Enhanced Epilepsy Therapy with Genetic Analysis

There are genetic differences between epilepsy patients that decide on whether medical treatment is successful or not. This is the result of a major study at the Vienna General Hospital. These new insights form the basis for an epilepsy therapy tailor-made for the needs of each individual patient. This study will be presented to the scientific community at the end of May at the largest European congress on epilepsy that will be taking place in Vienna this year.

As much as three percent of the population will contract epilepsy during the course of their lives. However, thanks to state-of-the-art medicines, two-thirds of all persons affected will be able to lead lives free of epileptic attacks, although one third respond less well to these drugs. These patients were the focus of a study with more than 630 test subjects carried out by the University Hospital of Neurology at the University Hospital of Neurology. This study was dedicated to unlocking the key to a phenomenon that has long since been known in this group of patients. Namely, why does the efficacy of drugs vary so strongly from one patient to the next? In the future, the results obtained from the study of Dr. Fritz Zimprich and his team will make it possible to make a dramatic improvement in the diagnosis of the efficacy of medical therapy.

We know that there are proteins that provide something akin to chemical detoxification and they are also to be found in the brain. These transport proteins ensure that potentially damaging substances are carried away from the cells. For a healthy organism, this protective mechanism makes a lot of sense. However, it can make it more difficult to treat diseased tissue with drugs because these proteins often transport medicines from the cells that are meant to cure them.

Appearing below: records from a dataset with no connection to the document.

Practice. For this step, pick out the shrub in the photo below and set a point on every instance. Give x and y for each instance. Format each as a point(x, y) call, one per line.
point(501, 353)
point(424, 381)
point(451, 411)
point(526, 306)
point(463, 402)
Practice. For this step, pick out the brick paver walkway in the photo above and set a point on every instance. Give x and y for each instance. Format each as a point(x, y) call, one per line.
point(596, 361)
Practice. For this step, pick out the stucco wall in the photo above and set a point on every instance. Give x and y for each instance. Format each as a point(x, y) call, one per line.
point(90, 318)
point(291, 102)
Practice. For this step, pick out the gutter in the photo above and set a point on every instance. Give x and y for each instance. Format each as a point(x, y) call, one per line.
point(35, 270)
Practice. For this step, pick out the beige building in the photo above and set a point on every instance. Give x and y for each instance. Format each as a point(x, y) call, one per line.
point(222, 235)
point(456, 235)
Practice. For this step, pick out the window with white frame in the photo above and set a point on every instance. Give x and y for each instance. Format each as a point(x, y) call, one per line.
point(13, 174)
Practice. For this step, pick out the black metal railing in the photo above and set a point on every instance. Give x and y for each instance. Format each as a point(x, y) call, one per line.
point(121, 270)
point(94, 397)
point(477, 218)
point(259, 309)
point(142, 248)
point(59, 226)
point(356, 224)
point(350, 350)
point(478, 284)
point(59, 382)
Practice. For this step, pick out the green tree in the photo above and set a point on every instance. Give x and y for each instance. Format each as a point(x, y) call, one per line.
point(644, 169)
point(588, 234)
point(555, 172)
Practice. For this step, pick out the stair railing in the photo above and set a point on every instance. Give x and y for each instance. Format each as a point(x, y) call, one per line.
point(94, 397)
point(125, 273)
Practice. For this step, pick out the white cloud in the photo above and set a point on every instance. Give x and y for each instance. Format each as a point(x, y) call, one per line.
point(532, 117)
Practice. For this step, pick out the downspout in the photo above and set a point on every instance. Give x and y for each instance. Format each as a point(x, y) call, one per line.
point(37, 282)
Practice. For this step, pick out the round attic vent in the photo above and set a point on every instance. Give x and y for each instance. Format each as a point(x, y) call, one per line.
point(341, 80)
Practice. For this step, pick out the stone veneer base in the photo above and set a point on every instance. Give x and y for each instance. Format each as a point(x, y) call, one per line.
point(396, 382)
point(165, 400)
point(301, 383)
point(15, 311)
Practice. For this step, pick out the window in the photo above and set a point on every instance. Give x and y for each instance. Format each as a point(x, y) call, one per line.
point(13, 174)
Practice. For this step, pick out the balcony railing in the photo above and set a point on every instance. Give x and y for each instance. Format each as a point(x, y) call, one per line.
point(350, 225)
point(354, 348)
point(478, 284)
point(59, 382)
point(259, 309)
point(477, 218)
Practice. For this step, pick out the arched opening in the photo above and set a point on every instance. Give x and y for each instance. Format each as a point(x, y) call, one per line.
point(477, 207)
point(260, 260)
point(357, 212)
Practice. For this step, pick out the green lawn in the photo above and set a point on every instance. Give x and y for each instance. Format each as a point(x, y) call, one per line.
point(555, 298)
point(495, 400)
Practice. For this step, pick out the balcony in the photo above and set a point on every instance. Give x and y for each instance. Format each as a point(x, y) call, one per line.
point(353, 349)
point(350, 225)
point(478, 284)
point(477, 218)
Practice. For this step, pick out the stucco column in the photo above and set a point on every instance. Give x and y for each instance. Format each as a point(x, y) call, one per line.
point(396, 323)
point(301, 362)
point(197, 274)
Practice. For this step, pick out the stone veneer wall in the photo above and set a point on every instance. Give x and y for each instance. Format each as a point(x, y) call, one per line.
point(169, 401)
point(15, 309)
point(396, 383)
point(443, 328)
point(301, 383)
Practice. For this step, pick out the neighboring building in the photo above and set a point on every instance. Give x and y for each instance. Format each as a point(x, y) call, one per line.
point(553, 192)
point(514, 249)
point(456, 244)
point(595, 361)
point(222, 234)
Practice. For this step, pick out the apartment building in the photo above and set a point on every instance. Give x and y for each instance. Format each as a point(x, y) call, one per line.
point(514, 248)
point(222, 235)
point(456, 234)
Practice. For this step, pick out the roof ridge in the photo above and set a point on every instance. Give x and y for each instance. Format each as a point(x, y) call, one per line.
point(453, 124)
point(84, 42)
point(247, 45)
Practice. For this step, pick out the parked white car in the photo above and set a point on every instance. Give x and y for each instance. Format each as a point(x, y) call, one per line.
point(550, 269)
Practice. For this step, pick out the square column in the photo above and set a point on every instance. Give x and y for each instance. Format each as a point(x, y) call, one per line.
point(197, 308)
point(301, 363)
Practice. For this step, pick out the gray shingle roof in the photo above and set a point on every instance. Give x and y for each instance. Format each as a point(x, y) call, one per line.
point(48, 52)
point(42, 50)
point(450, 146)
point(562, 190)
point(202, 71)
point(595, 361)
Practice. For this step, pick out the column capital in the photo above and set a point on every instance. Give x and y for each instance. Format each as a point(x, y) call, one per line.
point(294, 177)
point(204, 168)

Dr. Zimprich, the head of the study, points out that “we have only known for a little while of the existence of these so-called multi-drug resistance proteins in the brain. We picked up on this by thinking that the known differences in drug efficacy from one epilepsy patient to another may be dependant upon how many of these proteins are active in the brain of each of these patients. In turn, the degree of activity may be impacted by minute variations in genes that code for these proteins.”

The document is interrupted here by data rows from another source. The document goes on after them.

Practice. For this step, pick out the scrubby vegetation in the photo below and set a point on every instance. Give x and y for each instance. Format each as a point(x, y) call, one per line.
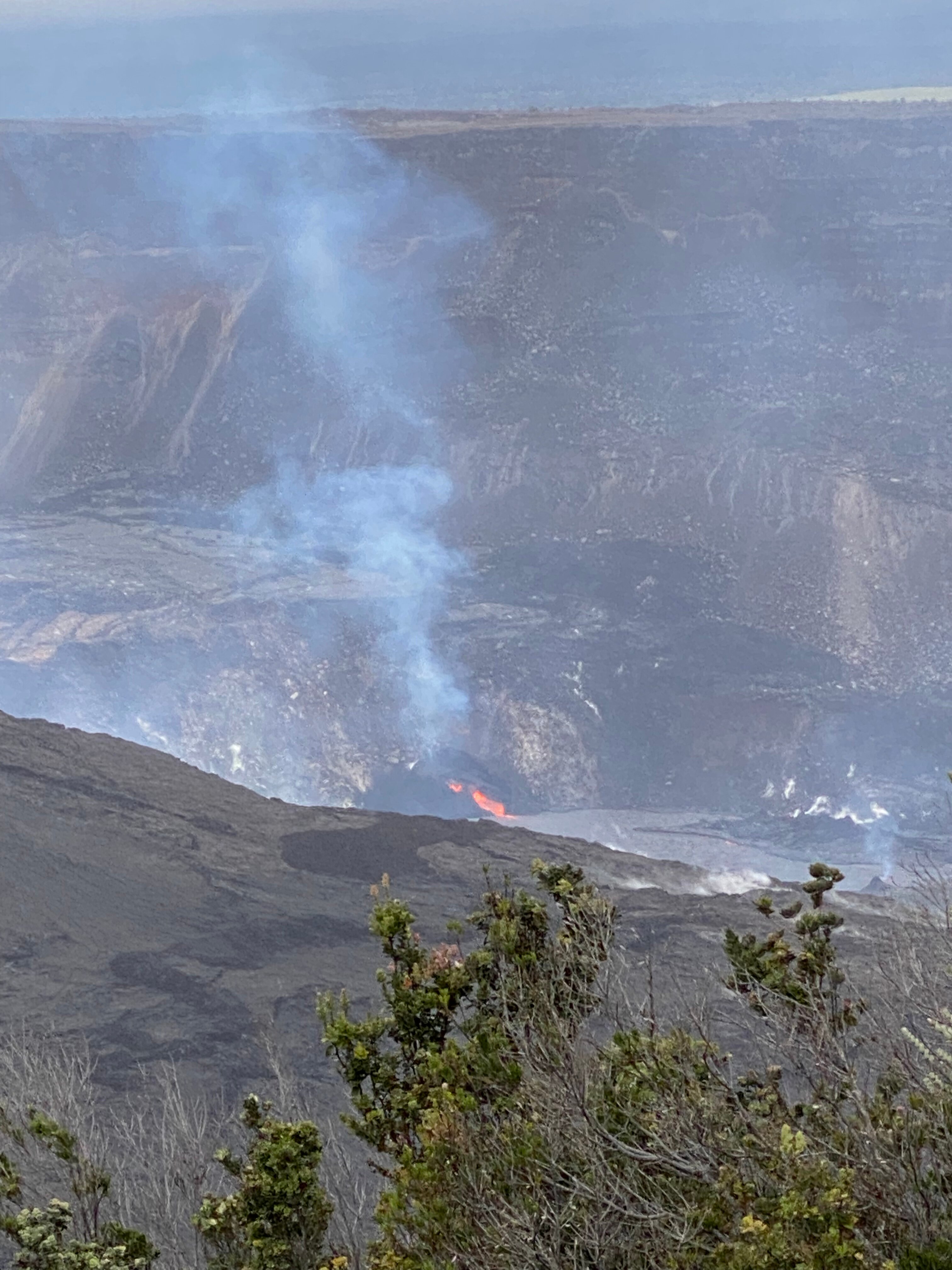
point(516, 1112)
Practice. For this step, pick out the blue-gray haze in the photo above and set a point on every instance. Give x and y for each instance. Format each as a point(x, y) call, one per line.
point(397, 59)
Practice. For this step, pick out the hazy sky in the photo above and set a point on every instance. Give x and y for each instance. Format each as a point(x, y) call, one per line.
point(473, 12)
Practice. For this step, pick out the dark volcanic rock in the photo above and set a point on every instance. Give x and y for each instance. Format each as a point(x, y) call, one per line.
point(167, 914)
point(700, 451)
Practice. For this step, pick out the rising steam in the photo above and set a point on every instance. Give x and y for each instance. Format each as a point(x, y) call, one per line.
point(346, 247)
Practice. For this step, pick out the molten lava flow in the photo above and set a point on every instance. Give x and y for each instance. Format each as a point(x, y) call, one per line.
point(490, 806)
point(483, 801)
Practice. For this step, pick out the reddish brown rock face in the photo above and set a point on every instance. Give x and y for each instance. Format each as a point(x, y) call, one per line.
point(699, 440)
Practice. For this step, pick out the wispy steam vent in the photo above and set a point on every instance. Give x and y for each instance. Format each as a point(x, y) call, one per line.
point(357, 479)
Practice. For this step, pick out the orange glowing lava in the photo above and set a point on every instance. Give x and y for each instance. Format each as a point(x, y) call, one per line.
point(490, 806)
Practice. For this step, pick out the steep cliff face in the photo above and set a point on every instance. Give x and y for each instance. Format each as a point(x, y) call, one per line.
point(699, 438)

There are at least two of these genes since every person has a set of two chromosomes. In this study, they compared the genetic sequence (symbolised by the letters A, C, G and T) of a very specific subsection of this pair of genes. The surprising finding was that five out of six of these epilepsy patients respond very poorly to drugs if the sequence is CGC on both subsections.

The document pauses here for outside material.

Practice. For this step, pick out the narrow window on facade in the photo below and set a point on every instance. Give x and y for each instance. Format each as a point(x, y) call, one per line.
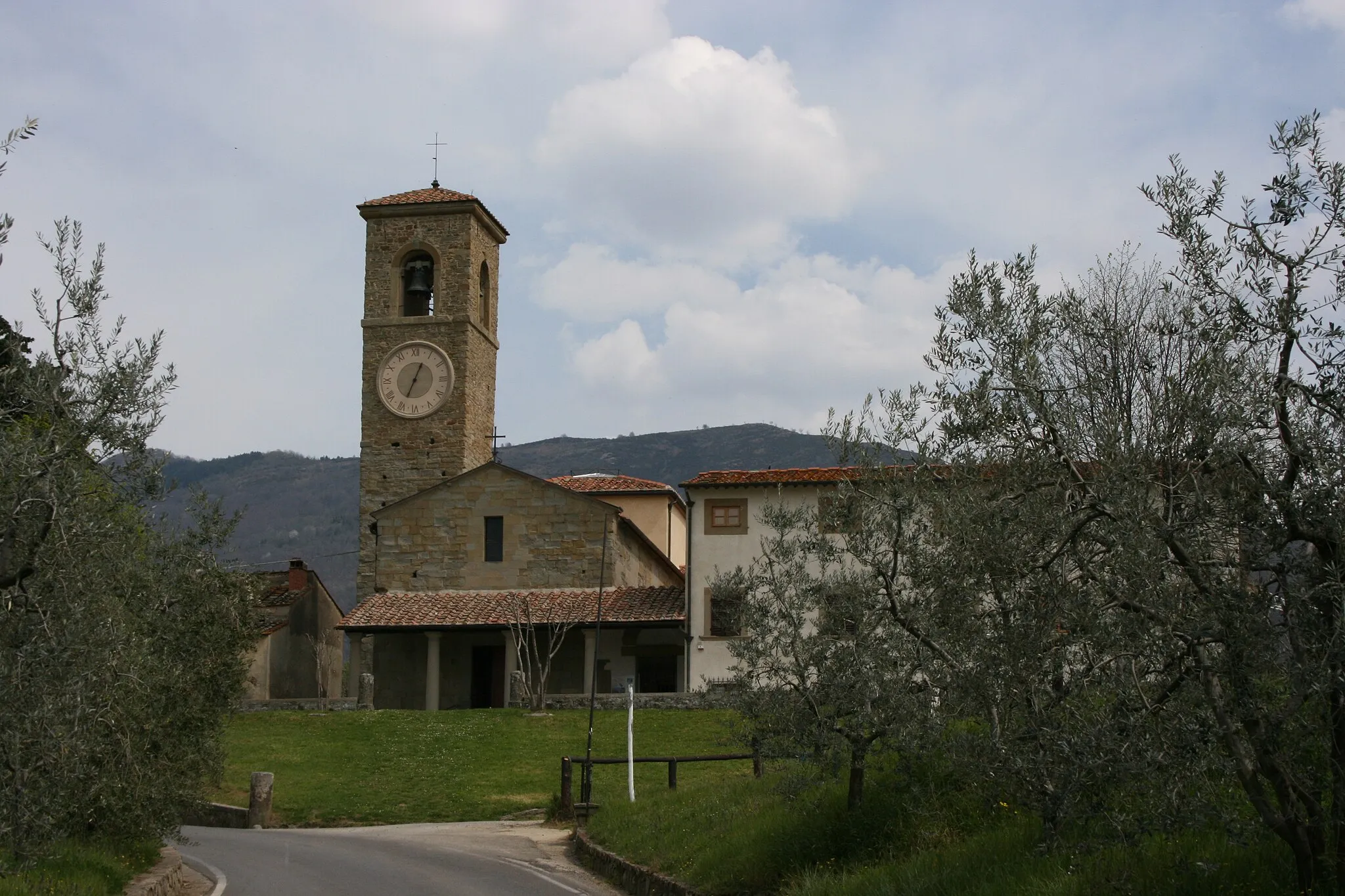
point(485, 296)
point(494, 539)
point(725, 614)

Dr. Zimprich provides further interpretation of the importance of these results: “Now, we are aware of the fact that this special section does not have a direct impact on the way the transport proteins functions. However, we think that this section may be something akin to an internal regulator that has a co-determining effect on how much of the protein is produced.” In the future, we will be able to make reliable predictions on the efficacy of a medical therapy by analysing the pertinent gene sections of epilepsy patients. Beyond this, these insights will form the point of departure for future combined therapies where the transport proteins are switched off by additional therapeutic agents, thus augmenting the efficacy of traditional drugs.

Professor Christoph Baumgartner, the head of the Working Group for Clinical Epileptology, chairperson of the national organisational committee and Dr. Zimprich’s colleague, is especially proud that this study was concluded shortly before the 6th European Congress on Epileptology. “The European Congress of the International League against Epilepsy only takes place every two years and it will have its venue this year in Vienna from May 30 to June 3. This means that we will now be able to present this important research to the international scientific community in Vienna.”